Another Christmas Day, come and gone.
A full year of moments, dates, special occasions passed as a single mother. It’s been 15 months now. I’ve gone through the full cycle, and I feel like I’ve finally hit my stride. Of course there are still some fleeting thoughts of what if’s, why me, how did this happen but they are few and far between. For the most part I’m either too busy with the necessitates of life or creating memories with my boys. Memories like yesterday. My first Christmas dinner as the hostess with the mostest again.
11 of my family descended upon me to devour a feast prepared by my own fair hands. These are the moments that matter. That said, the festive day did have a dark cloud of his size and shape looming over it. I tried my best to blow it away and to a large degree I did, but this morning it’s back, darker and gloomier than before.
The day before Christmas Eve my mum gave me a box, the front decorated with his child like scrawl, addressed to my boys. Some might say this is progress. He’s sending gifts (he didn’t even bother with a text last year) but I see it differently. I see her. His new cover story.
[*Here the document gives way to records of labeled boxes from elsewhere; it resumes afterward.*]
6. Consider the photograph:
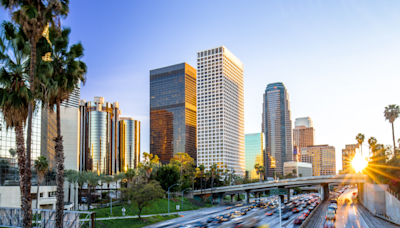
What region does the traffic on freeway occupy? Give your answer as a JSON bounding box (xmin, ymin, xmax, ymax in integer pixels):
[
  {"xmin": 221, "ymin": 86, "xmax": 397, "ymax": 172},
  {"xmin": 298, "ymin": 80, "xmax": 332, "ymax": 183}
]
[{"xmin": 158, "ymin": 193, "xmax": 321, "ymax": 228}]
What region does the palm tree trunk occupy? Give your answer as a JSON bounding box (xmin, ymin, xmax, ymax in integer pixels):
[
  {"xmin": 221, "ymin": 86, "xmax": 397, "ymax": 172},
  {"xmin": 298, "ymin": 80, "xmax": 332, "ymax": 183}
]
[
  {"xmin": 15, "ymin": 127, "xmax": 32, "ymax": 227},
  {"xmin": 36, "ymin": 183, "xmax": 40, "ymax": 209},
  {"xmin": 55, "ymin": 101, "xmax": 64, "ymax": 228},
  {"xmin": 392, "ymin": 122, "xmax": 397, "ymax": 157}
]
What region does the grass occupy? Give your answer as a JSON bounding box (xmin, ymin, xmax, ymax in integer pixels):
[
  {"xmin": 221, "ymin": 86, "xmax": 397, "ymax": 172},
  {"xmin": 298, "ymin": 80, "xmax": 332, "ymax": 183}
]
[
  {"xmin": 91, "ymin": 198, "xmax": 212, "ymax": 218},
  {"xmin": 84, "ymin": 215, "xmax": 178, "ymax": 228}
]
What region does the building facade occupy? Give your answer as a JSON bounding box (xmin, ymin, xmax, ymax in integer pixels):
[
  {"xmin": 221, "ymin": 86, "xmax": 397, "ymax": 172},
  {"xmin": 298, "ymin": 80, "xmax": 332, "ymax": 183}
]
[
  {"xmin": 150, "ymin": 63, "xmax": 197, "ymax": 164},
  {"xmin": 78, "ymin": 97, "xmax": 140, "ymax": 175},
  {"xmin": 197, "ymin": 46, "xmax": 245, "ymax": 176},
  {"xmin": 342, "ymin": 144, "xmax": 360, "ymax": 173},
  {"xmin": 283, "ymin": 162, "xmax": 313, "ymax": 177},
  {"xmin": 301, "ymin": 145, "xmax": 336, "ymax": 176},
  {"xmin": 119, "ymin": 117, "xmax": 140, "ymax": 172},
  {"xmin": 262, "ymin": 82, "xmax": 293, "ymax": 177},
  {"xmin": 245, "ymin": 133, "xmax": 265, "ymax": 179}
]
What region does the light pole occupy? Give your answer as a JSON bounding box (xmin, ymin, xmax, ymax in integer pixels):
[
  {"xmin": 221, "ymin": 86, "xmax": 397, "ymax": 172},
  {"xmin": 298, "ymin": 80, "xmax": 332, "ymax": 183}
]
[
  {"xmin": 182, "ymin": 188, "xmax": 192, "ymax": 209},
  {"xmin": 168, "ymin": 183, "xmax": 179, "ymax": 216}
]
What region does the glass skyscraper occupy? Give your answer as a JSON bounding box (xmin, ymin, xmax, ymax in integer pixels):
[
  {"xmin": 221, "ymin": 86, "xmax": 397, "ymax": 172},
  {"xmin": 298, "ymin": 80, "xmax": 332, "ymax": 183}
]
[
  {"xmin": 119, "ymin": 117, "xmax": 140, "ymax": 172},
  {"xmin": 245, "ymin": 133, "xmax": 265, "ymax": 179},
  {"xmin": 262, "ymin": 82, "xmax": 293, "ymax": 177},
  {"xmin": 150, "ymin": 63, "xmax": 197, "ymax": 164}
]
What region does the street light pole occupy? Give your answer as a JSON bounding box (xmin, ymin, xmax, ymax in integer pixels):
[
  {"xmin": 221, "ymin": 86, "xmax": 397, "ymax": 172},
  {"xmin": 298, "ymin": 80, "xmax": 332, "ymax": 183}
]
[
  {"xmin": 168, "ymin": 183, "xmax": 178, "ymax": 216},
  {"xmin": 182, "ymin": 188, "xmax": 192, "ymax": 209}
]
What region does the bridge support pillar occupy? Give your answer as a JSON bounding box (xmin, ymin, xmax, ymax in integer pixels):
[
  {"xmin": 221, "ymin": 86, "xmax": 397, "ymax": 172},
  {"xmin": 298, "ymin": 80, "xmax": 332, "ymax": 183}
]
[
  {"xmin": 218, "ymin": 193, "xmax": 224, "ymax": 205},
  {"xmin": 321, "ymin": 183, "xmax": 329, "ymax": 200},
  {"xmin": 244, "ymin": 191, "xmax": 250, "ymax": 205}
]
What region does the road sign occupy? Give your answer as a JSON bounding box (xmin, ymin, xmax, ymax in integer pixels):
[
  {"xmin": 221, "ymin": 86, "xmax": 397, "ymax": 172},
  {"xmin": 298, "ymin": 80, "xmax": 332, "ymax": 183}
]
[{"xmin": 269, "ymin": 188, "xmax": 287, "ymax": 195}]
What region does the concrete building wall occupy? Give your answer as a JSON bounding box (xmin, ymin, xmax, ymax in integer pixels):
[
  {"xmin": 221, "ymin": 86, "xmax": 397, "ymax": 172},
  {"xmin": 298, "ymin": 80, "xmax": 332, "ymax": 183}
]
[{"xmin": 60, "ymin": 107, "xmax": 79, "ymax": 170}]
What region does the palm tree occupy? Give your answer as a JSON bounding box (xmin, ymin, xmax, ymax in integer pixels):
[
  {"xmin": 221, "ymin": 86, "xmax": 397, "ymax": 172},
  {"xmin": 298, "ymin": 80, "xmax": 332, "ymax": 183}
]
[
  {"xmin": 34, "ymin": 156, "xmax": 49, "ymax": 209},
  {"xmin": 258, "ymin": 165, "xmax": 265, "ymax": 182},
  {"xmin": 84, "ymin": 172, "xmax": 99, "ymax": 210},
  {"xmin": 0, "ymin": 22, "xmax": 33, "ymax": 224},
  {"xmin": 356, "ymin": 133, "xmax": 365, "ymax": 156},
  {"xmin": 254, "ymin": 164, "xmax": 260, "ymax": 181},
  {"xmin": 99, "ymin": 173, "xmax": 106, "ymax": 208},
  {"xmin": 37, "ymin": 28, "xmax": 87, "ymax": 221},
  {"xmin": 368, "ymin": 137, "xmax": 378, "ymax": 157},
  {"xmin": 1, "ymin": 4, "xmax": 69, "ymax": 228},
  {"xmin": 383, "ymin": 104, "xmax": 400, "ymax": 157}
]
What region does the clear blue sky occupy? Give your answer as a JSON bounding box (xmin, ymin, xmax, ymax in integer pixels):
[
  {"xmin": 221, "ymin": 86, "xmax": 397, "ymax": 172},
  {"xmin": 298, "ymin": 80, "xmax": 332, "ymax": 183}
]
[{"xmin": 0, "ymin": 0, "xmax": 400, "ymax": 169}]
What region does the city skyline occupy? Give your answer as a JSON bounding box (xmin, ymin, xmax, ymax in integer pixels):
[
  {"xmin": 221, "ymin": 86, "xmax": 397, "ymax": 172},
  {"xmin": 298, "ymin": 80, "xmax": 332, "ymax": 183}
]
[{"xmin": 0, "ymin": 1, "xmax": 400, "ymax": 173}]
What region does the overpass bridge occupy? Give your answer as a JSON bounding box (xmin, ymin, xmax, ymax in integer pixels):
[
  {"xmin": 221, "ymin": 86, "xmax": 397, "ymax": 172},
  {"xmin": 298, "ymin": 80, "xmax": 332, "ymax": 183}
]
[{"xmin": 192, "ymin": 174, "xmax": 367, "ymax": 203}]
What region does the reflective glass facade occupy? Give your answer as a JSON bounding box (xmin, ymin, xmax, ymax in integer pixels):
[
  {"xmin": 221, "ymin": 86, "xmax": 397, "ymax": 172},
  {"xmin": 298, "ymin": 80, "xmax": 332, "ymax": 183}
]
[
  {"xmin": 150, "ymin": 63, "xmax": 197, "ymax": 163},
  {"xmin": 119, "ymin": 118, "xmax": 140, "ymax": 172},
  {"xmin": 263, "ymin": 82, "xmax": 293, "ymax": 177},
  {"xmin": 0, "ymin": 103, "xmax": 57, "ymax": 169},
  {"xmin": 245, "ymin": 133, "xmax": 265, "ymax": 179}
]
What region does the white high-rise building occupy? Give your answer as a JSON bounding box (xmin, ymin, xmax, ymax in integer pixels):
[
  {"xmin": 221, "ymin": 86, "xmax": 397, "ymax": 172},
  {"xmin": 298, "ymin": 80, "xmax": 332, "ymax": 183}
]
[{"xmin": 197, "ymin": 46, "xmax": 245, "ymax": 176}]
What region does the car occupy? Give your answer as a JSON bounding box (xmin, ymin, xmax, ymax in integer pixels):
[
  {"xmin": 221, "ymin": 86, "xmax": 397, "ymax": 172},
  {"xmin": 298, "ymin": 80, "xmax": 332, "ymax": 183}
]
[
  {"xmin": 282, "ymin": 213, "xmax": 290, "ymax": 220},
  {"xmin": 325, "ymin": 210, "xmax": 336, "ymax": 220},
  {"xmin": 324, "ymin": 220, "xmax": 335, "ymax": 228},
  {"xmin": 294, "ymin": 215, "xmax": 306, "ymax": 224},
  {"xmin": 194, "ymin": 222, "xmax": 207, "ymax": 228},
  {"xmin": 265, "ymin": 210, "xmax": 275, "ymax": 216}
]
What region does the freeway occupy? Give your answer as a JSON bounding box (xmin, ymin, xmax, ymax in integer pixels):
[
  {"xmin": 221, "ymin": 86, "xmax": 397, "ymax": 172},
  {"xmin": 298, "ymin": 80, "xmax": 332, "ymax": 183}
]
[
  {"xmin": 336, "ymin": 189, "xmax": 368, "ymax": 228},
  {"xmin": 149, "ymin": 194, "xmax": 320, "ymax": 228}
]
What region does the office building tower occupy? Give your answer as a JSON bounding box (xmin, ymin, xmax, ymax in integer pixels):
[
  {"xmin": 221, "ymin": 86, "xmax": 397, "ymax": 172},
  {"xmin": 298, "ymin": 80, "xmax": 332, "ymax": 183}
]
[
  {"xmin": 283, "ymin": 161, "xmax": 313, "ymax": 177},
  {"xmin": 119, "ymin": 117, "xmax": 140, "ymax": 172},
  {"xmin": 80, "ymin": 97, "xmax": 121, "ymax": 175},
  {"xmin": 197, "ymin": 46, "xmax": 245, "ymax": 176},
  {"xmin": 293, "ymin": 117, "xmax": 315, "ymax": 155},
  {"xmin": 342, "ymin": 144, "xmax": 360, "ymax": 173},
  {"xmin": 150, "ymin": 63, "xmax": 197, "ymax": 164},
  {"xmin": 61, "ymin": 83, "xmax": 81, "ymax": 108},
  {"xmin": 263, "ymin": 82, "xmax": 293, "ymax": 177},
  {"xmin": 245, "ymin": 133, "xmax": 265, "ymax": 179},
  {"xmin": 294, "ymin": 116, "xmax": 313, "ymax": 127},
  {"xmin": 301, "ymin": 145, "xmax": 336, "ymax": 176}
]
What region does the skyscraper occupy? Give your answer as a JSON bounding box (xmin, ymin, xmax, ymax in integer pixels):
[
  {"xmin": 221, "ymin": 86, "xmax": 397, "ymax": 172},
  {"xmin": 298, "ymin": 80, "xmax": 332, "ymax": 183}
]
[
  {"xmin": 293, "ymin": 117, "xmax": 315, "ymax": 148},
  {"xmin": 301, "ymin": 145, "xmax": 336, "ymax": 176},
  {"xmin": 342, "ymin": 144, "xmax": 360, "ymax": 173},
  {"xmin": 197, "ymin": 46, "xmax": 245, "ymax": 176},
  {"xmin": 263, "ymin": 82, "xmax": 293, "ymax": 177},
  {"xmin": 150, "ymin": 63, "xmax": 197, "ymax": 164},
  {"xmin": 245, "ymin": 133, "xmax": 265, "ymax": 179},
  {"xmin": 119, "ymin": 117, "xmax": 140, "ymax": 172}
]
Albert received a big toy; dancing animals, flashing lights and songs sung in German. Oliver a book. The diary of a wimpy kid. And that right there is the point. He would have noticed the toy sung in German, her being German wouldn’t. He would have known that yes, Oliver liked (focus on past tense) the wimpy kid series… When he was 9!!! She again would not.
It makes me so angry. Sick in fact. It also makes me very curious as to what exactly he has told her about why he isn’t seeing the boys. My guess is I’m the bad guy, I’m unreasonable, I cut contact, I won’t let him see them…either way she is oblivious to the truth. In addition how can I keep gifts in my home that have been touched by her filthy home wrecking hands?
So what to do?
I could give them to his mum when I see her after Christmas (yes we’ve been in touch, but that’s a story for another post), I could send them back to him with a spiteful bitter note telling him if he wants to show he cares he should get off his hustler ass and buy them himself or not bother at all. Or I could send them to her, with a gift in return… A gift of the truth. Not my truth HER truth.
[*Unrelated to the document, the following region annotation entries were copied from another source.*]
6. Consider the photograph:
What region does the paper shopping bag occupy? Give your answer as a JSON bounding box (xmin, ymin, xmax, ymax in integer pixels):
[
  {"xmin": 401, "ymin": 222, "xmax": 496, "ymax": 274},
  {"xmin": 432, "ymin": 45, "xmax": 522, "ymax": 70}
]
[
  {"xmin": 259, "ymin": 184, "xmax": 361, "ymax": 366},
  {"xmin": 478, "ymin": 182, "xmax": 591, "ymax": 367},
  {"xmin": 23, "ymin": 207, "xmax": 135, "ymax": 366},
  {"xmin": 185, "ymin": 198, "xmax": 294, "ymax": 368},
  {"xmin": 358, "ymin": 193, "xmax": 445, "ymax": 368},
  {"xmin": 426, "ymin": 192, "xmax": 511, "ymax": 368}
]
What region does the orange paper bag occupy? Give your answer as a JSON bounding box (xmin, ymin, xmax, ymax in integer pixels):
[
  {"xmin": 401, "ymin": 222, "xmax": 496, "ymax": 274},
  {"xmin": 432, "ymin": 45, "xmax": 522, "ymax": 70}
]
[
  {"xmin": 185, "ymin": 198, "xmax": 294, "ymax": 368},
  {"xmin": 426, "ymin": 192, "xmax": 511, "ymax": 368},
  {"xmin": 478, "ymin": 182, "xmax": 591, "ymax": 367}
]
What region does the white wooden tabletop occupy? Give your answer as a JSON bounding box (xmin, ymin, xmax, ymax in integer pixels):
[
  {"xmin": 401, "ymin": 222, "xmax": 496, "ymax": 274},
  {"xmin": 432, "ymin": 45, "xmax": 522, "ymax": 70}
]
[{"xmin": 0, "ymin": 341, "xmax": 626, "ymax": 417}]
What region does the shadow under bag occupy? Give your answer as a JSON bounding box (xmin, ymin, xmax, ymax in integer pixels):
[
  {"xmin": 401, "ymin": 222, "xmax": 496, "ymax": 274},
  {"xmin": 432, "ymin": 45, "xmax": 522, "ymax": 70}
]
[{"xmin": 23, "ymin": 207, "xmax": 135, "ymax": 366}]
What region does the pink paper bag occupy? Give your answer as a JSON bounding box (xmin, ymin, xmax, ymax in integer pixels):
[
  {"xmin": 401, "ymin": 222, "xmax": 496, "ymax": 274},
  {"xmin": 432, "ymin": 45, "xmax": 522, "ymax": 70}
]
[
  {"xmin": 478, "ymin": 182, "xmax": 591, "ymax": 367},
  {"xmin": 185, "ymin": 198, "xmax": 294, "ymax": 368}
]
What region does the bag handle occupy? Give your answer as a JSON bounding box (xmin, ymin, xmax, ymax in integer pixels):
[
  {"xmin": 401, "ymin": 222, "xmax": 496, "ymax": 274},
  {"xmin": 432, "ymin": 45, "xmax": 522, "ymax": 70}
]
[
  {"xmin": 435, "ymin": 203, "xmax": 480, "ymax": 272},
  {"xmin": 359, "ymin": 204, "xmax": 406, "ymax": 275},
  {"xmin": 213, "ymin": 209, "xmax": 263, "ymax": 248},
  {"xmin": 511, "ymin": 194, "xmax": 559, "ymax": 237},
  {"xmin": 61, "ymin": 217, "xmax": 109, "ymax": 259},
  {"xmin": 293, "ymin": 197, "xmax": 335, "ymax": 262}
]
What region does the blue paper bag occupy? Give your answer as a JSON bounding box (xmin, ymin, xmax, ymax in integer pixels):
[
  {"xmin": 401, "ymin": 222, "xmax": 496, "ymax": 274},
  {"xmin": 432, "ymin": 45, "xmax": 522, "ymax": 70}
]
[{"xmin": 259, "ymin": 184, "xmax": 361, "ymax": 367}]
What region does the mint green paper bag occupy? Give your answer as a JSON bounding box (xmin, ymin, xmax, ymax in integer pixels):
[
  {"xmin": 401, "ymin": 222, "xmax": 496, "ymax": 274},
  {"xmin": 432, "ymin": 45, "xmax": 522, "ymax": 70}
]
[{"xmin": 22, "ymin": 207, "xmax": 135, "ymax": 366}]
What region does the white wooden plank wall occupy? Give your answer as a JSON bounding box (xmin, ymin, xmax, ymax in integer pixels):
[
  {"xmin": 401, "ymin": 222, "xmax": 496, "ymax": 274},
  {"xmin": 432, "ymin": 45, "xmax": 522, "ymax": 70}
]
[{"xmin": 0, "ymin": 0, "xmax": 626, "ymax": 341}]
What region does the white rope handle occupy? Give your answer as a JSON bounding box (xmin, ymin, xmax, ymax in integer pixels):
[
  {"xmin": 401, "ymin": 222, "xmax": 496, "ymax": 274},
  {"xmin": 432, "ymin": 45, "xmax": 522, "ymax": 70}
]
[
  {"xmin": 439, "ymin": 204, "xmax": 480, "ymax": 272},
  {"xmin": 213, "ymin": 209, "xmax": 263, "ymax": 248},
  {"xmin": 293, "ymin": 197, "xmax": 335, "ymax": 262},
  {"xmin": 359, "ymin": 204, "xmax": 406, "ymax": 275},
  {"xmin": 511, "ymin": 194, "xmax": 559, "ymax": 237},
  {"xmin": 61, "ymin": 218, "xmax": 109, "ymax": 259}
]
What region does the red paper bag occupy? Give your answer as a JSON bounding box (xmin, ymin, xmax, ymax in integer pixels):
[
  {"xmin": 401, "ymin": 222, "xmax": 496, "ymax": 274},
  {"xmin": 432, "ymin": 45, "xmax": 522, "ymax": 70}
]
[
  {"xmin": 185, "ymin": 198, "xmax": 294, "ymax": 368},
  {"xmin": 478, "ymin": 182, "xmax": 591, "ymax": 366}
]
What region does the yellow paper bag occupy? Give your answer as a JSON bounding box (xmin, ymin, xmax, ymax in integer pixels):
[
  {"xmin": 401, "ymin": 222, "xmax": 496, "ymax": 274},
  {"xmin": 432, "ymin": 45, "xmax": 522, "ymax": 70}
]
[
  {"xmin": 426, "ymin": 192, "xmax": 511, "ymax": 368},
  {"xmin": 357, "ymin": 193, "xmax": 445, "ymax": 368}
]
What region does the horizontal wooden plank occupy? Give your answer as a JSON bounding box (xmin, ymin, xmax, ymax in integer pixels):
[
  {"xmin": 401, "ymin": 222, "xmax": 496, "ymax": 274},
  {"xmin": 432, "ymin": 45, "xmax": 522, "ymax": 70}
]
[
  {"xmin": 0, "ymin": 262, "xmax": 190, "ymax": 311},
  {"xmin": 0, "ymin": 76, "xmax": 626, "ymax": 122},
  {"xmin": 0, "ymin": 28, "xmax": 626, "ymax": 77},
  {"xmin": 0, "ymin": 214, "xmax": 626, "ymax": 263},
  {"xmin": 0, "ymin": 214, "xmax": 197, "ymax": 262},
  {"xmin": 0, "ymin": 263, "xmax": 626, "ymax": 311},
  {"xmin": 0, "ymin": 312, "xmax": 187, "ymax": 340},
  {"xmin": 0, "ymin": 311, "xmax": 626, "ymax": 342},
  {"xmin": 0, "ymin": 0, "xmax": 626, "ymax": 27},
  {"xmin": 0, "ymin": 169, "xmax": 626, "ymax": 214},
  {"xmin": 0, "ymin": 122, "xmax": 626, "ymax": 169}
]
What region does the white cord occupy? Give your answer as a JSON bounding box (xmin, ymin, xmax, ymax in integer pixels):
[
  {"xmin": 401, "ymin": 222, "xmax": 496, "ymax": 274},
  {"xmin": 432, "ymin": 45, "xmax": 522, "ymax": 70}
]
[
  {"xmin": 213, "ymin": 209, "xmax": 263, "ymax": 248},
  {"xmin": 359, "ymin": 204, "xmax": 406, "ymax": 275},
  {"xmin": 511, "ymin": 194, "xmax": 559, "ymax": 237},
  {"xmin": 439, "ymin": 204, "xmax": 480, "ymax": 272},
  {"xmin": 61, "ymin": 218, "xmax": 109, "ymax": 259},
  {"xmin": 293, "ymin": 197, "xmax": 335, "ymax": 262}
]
You see she thinks she’s the cat that got the cream; the handsome Man, the successful provider, the hero who showers her with praise, gifts and compliments all the while playing away like the filthy sewer rat he is. And she, the poor cow, has no clue. She sits smugly picking out gifts for my kids like she’s fucking Mother Teresa. Her pathetic attempts to help him smooth the way over what ever lie he’s fed her. If it wasn’t so pitiful it would be hysterical.
He is here in the UK. I don’t know, nor care if she’s here. But I know he is. He flashed up on my tinder profile on the 23rd only 29km away. Even at Christmas he can’t just enjoy friends and family, he just has to find a local squeeze. Even funnier he is using old photos, pictures taken whilst with me. On one he actually cut me out of the pictures… Cheeky so and so. It’s truly very sad.
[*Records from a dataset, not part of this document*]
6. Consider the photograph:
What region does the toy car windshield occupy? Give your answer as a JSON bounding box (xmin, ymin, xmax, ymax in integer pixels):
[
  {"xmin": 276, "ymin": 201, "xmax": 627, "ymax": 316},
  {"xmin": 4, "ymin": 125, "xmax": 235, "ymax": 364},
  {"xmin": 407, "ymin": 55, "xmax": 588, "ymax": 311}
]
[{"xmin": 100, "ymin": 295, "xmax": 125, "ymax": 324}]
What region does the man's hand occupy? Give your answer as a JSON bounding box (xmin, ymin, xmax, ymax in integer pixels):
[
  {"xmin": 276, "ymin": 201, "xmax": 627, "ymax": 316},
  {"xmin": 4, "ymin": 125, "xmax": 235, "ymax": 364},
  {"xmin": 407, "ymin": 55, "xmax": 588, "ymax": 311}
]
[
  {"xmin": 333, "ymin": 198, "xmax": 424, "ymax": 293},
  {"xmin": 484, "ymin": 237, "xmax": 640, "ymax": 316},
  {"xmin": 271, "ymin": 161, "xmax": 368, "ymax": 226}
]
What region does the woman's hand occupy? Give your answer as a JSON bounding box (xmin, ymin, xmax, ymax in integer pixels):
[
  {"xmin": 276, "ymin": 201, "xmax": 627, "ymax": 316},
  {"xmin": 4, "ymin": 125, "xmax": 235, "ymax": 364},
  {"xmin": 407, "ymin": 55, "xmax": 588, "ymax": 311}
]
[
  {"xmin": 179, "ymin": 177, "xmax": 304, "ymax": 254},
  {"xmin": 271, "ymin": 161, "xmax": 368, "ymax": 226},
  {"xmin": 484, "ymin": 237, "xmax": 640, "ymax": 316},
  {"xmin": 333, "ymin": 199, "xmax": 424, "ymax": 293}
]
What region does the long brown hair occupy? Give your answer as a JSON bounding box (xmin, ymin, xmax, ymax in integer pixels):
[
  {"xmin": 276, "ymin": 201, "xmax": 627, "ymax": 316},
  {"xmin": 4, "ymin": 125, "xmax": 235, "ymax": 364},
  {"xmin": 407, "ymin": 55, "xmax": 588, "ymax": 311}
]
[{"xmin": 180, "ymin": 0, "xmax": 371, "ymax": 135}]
Back to the question in hand… What should I do?
I really have no idea what the best option is, but I do know we will not be keeping these gifts sitting here with them in our home turns my stomach. So I simply cannot sit and watch my beautiful boys with these items when all I see is her…does that make me a terrible person? Putting my own bitterness ahead of my children’s enjoyment of a couple of stupid toys?!
What would you do, I’d love to hear?!